Cort-K

Name: Cort-K

Cort-K Overview

Triamcinolone is a medication available in both prescription and non-prescription forms. It is used to treat inflammation caused by a variety of diseases, conditions, and allergies.

The prescription forms are used to treat inflammation due to arthritis and disorders of the skin, blood, kidney, lungs, eye, thyroid, and intestines. This medication page refers to the prescription form of triamcinolone.

Triamcinolone belongs to a group of drugs called corticosteroids. These work by mimicking the action of steroids normally produced by your body.

Triamcinolone is available as a topical cream, ointment, lotion, spray for use on the skin, and as a paste for use in the mouth. It is also available in injectable forms to be given directly into a muscle (IM), a joint (intra-articular) and the eye (intravitreal) by a healthcare professional.

Common side effects of triamcinolone include upset stomach, headache, insomnia, anxiety, depression, acne, increased hair growth, easy bruising, and irregular menstrual cycles.

Triamcinolone can also cause dizziness.
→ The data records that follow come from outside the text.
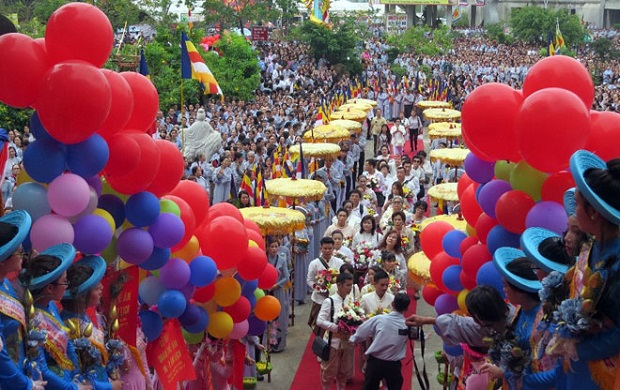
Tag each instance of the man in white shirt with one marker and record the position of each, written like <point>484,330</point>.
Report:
<point>325,261</point>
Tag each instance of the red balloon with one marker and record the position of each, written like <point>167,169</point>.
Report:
<point>124,154</point>
<point>553,123</point>
<point>225,241</point>
<point>470,208</point>
<point>254,263</point>
<point>484,225</point>
<point>431,236</point>
<point>487,116</point>
<point>74,101</point>
<point>240,310</point>
<point>146,101</point>
<point>256,237</point>
<point>79,31</point>
<point>170,168</point>
<point>22,69</point>
<point>473,258</point>
<point>120,107</point>
<point>511,210</point>
<point>604,134</point>
<point>439,264</point>
<point>195,196</point>
<point>269,277</point>
<point>555,186</point>
<point>560,72</point>
<point>187,216</point>
<point>224,209</point>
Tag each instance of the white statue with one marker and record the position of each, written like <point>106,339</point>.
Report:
<point>201,138</point>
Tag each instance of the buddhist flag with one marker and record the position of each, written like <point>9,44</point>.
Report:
<point>194,67</point>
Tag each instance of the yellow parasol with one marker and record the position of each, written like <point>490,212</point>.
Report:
<point>444,191</point>
<point>419,268</point>
<point>316,150</point>
<point>296,188</point>
<point>459,224</point>
<point>275,220</point>
<point>327,133</point>
<point>364,101</point>
<point>350,113</point>
<point>352,126</point>
<point>446,130</point>
<point>442,114</point>
<point>424,104</point>
<point>454,156</point>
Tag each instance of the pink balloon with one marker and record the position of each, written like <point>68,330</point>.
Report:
<point>68,195</point>
<point>50,230</point>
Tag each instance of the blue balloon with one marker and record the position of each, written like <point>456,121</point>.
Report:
<point>171,303</point>
<point>152,324</point>
<point>451,242</point>
<point>451,278</point>
<point>113,205</point>
<point>203,271</point>
<point>88,157</point>
<point>499,237</point>
<point>158,259</point>
<point>489,275</point>
<point>44,160</point>
<point>142,209</point>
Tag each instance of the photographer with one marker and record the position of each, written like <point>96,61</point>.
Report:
<point>389,333</point>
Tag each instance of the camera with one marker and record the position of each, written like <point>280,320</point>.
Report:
<point>412,332</point>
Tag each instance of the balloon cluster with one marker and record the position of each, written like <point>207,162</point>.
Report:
<point>96,179</point>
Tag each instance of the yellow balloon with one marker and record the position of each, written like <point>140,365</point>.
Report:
<point>220,324</point>
<point>107,216</point>
<point>189,251</point>
<point>227,291</point>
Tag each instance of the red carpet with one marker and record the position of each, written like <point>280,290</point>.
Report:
<point>308,375</point>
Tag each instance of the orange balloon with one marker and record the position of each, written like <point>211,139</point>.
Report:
<point>267,308</point>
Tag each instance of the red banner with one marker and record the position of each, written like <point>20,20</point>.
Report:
<point>170,357</point>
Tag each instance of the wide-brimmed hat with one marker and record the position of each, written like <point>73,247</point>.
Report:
<point>98,265</point>
<point>580,162</point>
<point>22,221</point>
<point>65,253</point>
<point>530,243</point>
<point>504,256</point>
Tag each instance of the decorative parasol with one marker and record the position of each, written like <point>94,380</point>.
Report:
<point>364,101</point>
<point>419,268</point>
<point>446,130</point>
<point>424,104</point>
<point>454,156</point>
<point>327,133</point>
<point>444,191</point>
<point>351,126</point>
<point>316,150</point>
<point>442,114</point>
<point>453,220</point>
<point>296,188</point>
<point>350,113</point>
<point>275,220</point>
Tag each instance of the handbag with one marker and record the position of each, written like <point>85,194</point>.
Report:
<point>320,347</point>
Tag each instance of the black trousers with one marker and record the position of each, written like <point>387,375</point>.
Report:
<point>377,370</point>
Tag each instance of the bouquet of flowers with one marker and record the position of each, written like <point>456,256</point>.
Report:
<point>324,280</point>
<point>365,255</point>
<point>349,317</point>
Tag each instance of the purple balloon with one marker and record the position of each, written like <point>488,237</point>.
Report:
<point>92,234</point>
<point>167,231</point>
<point>490,193</point>
<point>479,170</point>
<point>446,304</point>
<point>134,245</point>
<point>175,274</point>
<point>548,215</point>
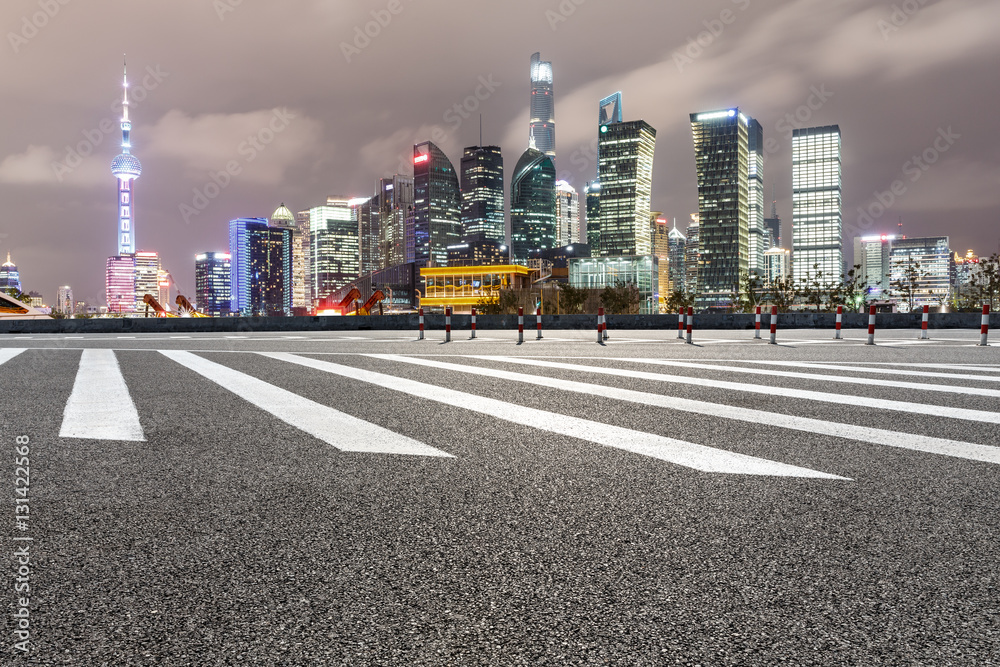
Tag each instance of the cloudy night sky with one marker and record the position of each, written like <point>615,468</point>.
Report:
<point>210,74</point>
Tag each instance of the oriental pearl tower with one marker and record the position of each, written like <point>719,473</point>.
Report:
<point>126,168</point>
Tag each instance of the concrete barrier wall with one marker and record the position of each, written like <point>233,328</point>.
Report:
<point>236,325</point>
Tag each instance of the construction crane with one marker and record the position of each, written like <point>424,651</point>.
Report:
<point>185,308</point>
<point>151,302</point>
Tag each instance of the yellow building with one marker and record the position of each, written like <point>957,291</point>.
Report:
<point>461,287</point>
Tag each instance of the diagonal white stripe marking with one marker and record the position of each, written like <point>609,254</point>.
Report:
<point>921,443</point>
<point>945,388</point>
<point>343,431</point>
<point>100,407</point>
<point>8,353</point>
<point>838,399</point>
<point>690,455</point>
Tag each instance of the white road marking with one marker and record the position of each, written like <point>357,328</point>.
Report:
<point>8,353</point>
<point>100,406</point>
<point>915,442</point>
<point>343,431</point>
<point>830,367</point>
<point>690,455</point>
<point>824,397</point>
Do not drive or operate heavy machinery until you know how triamcinolone affects you.

Cort-K Drug Class

Cort-K is part of the drug classes:

  • Corticosteroids for local oral treatment

  • Corticosteroids, moderately potent group II

  • Corticosteroids, moderately potent, other combinations

  • Antiinflammatory Corticosteroids

Cort-K and Pregnancy

Tell your doctor if you are pregnant or plan to become pregnant.

The FDA categorizes medications based on safety for use during pregnancy. Five categories - A, B, C, D, and X, are used to classify the possible risks to an unborn baby when a medication is taken during pregnancy.

Triamcinolone topical preparations and most injectable formulations fall into category C. In animal studies, pregnant animals were given this medication and had some babies born with problems. No well-controlled studies have been done in humans. Therefore, this medication may be used if the potential benefits to the mother outweigh the potential risks to the unborn child.

Triamcinolone injectable formulations for the eye fall into category D. It has been shown that use of triamcinolone in pregnant women caused some babies to be born with problems. However, in some serious situations, the benefit of using this medication may be greater than the risk of harm to the baby.

Cort-K and Lactation

Tell your doctor if you are breastfeeding or plan to breastfeed.

Triamcinolone has been detected in human breast milk. Because of the possibility for adverse reactions in nursing infants from triamcinolone, a choice should be made whether to stop nursing or to stop use of this medication. The importance of the drug to the mother should be considered.

Cort-K Dosage

Take this medication exactly as prescribed by your doctor. Follow the directions on your prescription label carefully.

The dose your doctor recommends may be based on the following:

  • the condition being treated
  • other medical conditions you have
  • other medications you are taking
  • how you respond to this medication
  • your weight, height, or body surface area
  • your age

Other Requirements

Store triamcinolone at room temperature.

Keep this and all medicines out of the reach of children.